Home to the tried-and-true sitcom form with which he thrived for nine seasons on The King of Queens.
Home to CBS, where “King” enjoyed its long run and where Kevin Can Wait arrived this fall. And home to James’ native Long Island.
Though set in the New York City borough of Queens, The King of Queens was filmed 4,000 kilometres away in Los Angeles.
For his return to series television, James wanted to be true to his roots. Not even a studio in nearby Queens would satisfy him.
“I said, ‘If I can do my show on Long Island, then I’ll do it,’ ” he says.
As its robust audience knows, Kevin Can Wait revolves around a Long Island husband and father named Kevin who, newly retired from the police force, finds himself an unwitting invader on the home front.
“My wife (co-star Erinn Hayes) has already established what’s going on at home,” James says with a laugh, “and when you’re retired and back home full-time, you’re disrupting all that. You can say, ‘I’ll set the rules now.’ But the cement is dry!”

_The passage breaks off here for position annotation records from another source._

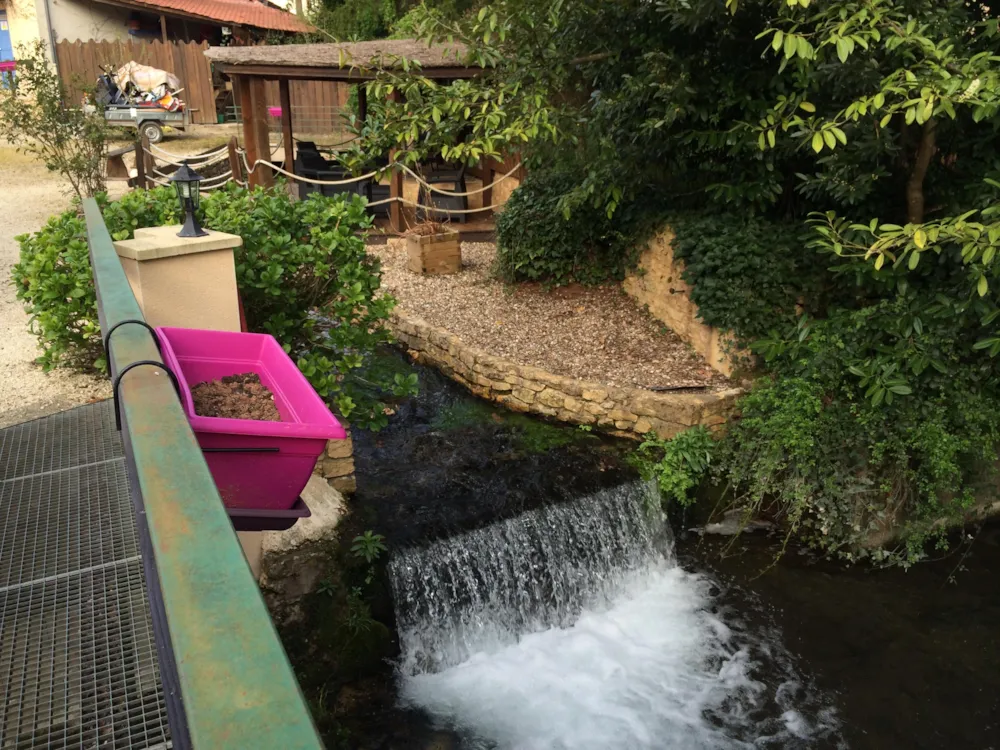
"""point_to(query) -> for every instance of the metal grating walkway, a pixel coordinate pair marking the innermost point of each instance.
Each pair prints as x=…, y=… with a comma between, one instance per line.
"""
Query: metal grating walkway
x=78, y=662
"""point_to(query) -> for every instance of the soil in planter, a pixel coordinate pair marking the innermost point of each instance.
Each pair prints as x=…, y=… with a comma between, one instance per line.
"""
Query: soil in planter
x=240, y=396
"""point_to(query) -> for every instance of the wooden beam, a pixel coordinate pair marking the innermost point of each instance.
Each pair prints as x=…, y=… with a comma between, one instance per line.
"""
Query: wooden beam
x=286, y=124
x=241, y=93
x=141, y=144
x=395, y=182
x=234, y=160
x=362, y=105
x=318, y=73
x=486, y=169
x=258, y=104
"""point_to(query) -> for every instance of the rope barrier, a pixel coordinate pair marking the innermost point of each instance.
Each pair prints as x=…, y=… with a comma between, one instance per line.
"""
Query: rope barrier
x=300, y=178
x=352, y=180
x=436, y=209
x=218, y=180
x=483, y=189
x=181, y=156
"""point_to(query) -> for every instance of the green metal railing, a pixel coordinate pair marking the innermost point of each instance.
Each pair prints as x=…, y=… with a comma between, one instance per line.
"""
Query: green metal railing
x=237, y=687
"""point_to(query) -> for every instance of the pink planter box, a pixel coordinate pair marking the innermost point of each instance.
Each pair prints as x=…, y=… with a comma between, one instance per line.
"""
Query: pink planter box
x=255, y=464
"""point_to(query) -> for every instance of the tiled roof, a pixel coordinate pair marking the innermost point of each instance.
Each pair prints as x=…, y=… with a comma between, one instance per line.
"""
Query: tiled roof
x=235, y=12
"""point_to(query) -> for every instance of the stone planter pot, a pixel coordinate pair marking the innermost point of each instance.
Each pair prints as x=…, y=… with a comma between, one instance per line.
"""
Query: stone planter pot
x=434, y=253
x=257, y=465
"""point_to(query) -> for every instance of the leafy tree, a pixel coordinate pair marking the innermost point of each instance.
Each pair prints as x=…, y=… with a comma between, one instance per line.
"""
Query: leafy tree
x=871, y=124
x=36, y=117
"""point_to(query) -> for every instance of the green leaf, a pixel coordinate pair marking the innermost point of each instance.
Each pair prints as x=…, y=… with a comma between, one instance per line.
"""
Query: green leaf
x=843, y=50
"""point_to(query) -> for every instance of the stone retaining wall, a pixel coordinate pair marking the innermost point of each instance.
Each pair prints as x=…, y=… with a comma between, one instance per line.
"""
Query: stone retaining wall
x=336, y=465
x=630, y=412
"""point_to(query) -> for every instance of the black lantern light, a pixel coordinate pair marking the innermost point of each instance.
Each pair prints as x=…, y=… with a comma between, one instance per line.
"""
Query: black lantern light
x=186, y=182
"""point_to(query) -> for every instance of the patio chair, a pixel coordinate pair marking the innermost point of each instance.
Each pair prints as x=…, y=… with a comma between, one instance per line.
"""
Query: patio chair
x=450, y=178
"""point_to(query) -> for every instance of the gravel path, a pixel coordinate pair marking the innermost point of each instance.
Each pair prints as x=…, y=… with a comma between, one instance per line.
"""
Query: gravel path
x=32, y=195
x=593, y=333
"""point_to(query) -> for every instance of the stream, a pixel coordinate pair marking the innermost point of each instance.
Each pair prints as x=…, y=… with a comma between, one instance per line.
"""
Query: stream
x=541, y=600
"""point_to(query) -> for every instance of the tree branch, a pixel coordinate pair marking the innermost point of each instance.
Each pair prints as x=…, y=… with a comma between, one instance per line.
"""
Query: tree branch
x=915, y=185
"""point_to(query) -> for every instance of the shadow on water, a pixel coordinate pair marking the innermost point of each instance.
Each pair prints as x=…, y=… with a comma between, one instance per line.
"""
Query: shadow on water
x=900, y=659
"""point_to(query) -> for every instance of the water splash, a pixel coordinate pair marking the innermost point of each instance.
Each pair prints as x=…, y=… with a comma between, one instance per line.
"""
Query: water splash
x=572, y=626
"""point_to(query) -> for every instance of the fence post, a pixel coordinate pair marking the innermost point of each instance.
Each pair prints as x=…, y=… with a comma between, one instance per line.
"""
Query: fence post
x=234, y=161
x=141, y=144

James, 51, raised in the Long Island hamlet of Stony Brook, is out to capture the feel of working-class Long Island life that, through his own disarming regular guy-ness, he embodies both on and off camera.
James has gained a measure of experience in how to be the boss yet still relax.
This is in marked contrast to the rising young standup who scored his first sitcom in 1998.
“OnTheKingofQueens,Ishowed up as this green kid who tried to control things,” he recalls.
“You get so panicked, constantly looking over your shoulder, checking if we’re gonna get cancelled.
“This time, my fingerprints are all over it — writing, wardrobe, everything — but I’m also having fun. I want this show to connect, because I love it. But I’ve done it already, and we had a great run.” Maybe history is repeating itself. CBS didn’t wait long to give Kevin Can Wait a full-season order.
James is also serving up a twist on his Everyman persona in True Memoirs of an International Assassin, his new Netflix action comedy where he stars as a mild-mannered novelist who gets mistaken for a killer-for-hire (premiering Nov. 11).
“I’m not going to play too far away from myself,” James said. “On this show, we aren’t breaking ground. I know that. I’m not trying to. But that’s not to say you slack off in the writing. I try to do great stories that we want to connect with an audience.”
Though success has carried James far from a working-class existence, he still relates to the fundamentals: He visits Target, acknowledges he could lose a few pounds and expects no red carpets, especially at home.
“With four kids and a wife, I know my place,” he says with a grin.
Knowing his place helps account for James’ appeal, especially in the face of such dismissive reviews for Kevin Can Wait as “squarely conventional, comfortably mediocre” (Variety), “a backward-looking relic of a bygone age” (Hollywood Reporter) and “anemic” (New York Times).
“When the critical love is not there, how do I feel? I can’t say I’m guided by that,” James insists.
“The critics did the same thing when The King of Queens started, and nine years later I could say, ‘Hey, guys — how’s it goin’?’
“Besides, I like that classic sitcom feel. In a world where everybody’s trying to be edgy, I think we’re different!”